La mia situazione peggiora, credevo che crescendo sarei riuscita a superare questo problema e invece continuo ad abbuffarmi di nascosto ogni volta che sono triste, nervosa, quando non so che fare. Trovo l'unico piacere nel cibo, ma poi me ne pento e mi sento male, ma non ho il coraggio di vomitare e allora, a volte, prendo dei lassativi di nascosto, che mia madre compra per mia sorella; credo che fondamentalmente il mio problema sia la mancanza di affetto; mi capita spesso di essere invidiosa di mia sorella maggiore perchè mia madre a lei dedica tutte le sue attenzioni: le fa seguire una dieta, le consiglia gli abiti da mettere, le fa i massaggi anticellulite e a me niente. Vorrei tanto farle capire che anch'io esisto, ma si limita soltanto a dirmi: "vedi che ti stai facendo grossa" e a me verrebbe da urlarle: "ma non ti accorgi del perchè! Mi abbuffo e sto male in silenzio, mentre tu ti prendi cura di mia sorella", ma non ci riesco, mi manca il coraggio, non riesco a parlarle e non voglio neanche che lei sappia che sono quasi bulimica; intanto il mio peso e la cellulite aumentano sempre più e io mi sento brutta, non ho neanche il coraggio di guardarmi allo specchio. E pensare che prima avevo un fisico così bello, come sono riuscita a rovinarmi così? Vi prego aiutatemi a superare questo brutto momento e a ottenere più autostima.

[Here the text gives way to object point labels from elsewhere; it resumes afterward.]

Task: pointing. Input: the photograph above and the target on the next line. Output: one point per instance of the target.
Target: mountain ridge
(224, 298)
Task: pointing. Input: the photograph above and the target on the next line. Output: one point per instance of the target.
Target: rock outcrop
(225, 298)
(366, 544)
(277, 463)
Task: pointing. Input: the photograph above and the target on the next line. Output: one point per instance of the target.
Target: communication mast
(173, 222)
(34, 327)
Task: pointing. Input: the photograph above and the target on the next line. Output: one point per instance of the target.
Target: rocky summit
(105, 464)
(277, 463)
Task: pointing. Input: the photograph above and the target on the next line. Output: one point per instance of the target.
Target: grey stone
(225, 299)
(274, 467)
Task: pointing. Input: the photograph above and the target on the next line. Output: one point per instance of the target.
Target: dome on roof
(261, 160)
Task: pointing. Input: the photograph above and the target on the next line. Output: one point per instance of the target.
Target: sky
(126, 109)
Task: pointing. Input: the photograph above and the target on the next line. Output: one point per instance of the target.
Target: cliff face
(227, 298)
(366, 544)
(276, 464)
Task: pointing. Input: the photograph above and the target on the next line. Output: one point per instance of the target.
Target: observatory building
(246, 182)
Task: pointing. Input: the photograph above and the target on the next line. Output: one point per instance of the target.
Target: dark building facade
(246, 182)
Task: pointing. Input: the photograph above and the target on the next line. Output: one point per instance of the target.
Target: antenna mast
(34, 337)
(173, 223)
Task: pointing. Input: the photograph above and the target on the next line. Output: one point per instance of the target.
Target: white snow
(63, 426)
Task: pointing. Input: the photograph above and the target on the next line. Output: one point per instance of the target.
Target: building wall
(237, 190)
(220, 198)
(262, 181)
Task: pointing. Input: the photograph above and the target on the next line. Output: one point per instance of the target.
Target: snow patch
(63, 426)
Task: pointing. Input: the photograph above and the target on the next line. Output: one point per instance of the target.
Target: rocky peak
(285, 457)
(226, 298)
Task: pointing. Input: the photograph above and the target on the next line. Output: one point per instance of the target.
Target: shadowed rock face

Cara fabi, sei così giovane che le cose si possono risolvere sicuramente e anche molto in fretta. Prima cosa è parlare con mamma e sorella. Devi dire loro cosa provi, anche se ti vergogni e ti costa molta più fatica che abbuffarti. La comunicazione di ciò che sentiamo è fondamentale, sempre nella vita. Mangiare invece di parlare è stupido, e tu stessa ne sei ben consapevole! Allora, un giorno prendi tutta la famiglia la fai sedere sul divano e chiedi un momento di attenzione. Vedrai che tutto il resto verrà da sè! Poi, insieme, cercherete una soluzione per aiutarti a non usare più il cibo come sostituto di quell'attenzione! Se ne sentirai il bisogno poi, dopo aver fatto queste cose, potrai andare con la mamma o il papà da un dietologo che ti spieghi come alimentarti in modo corretto. Un bacio.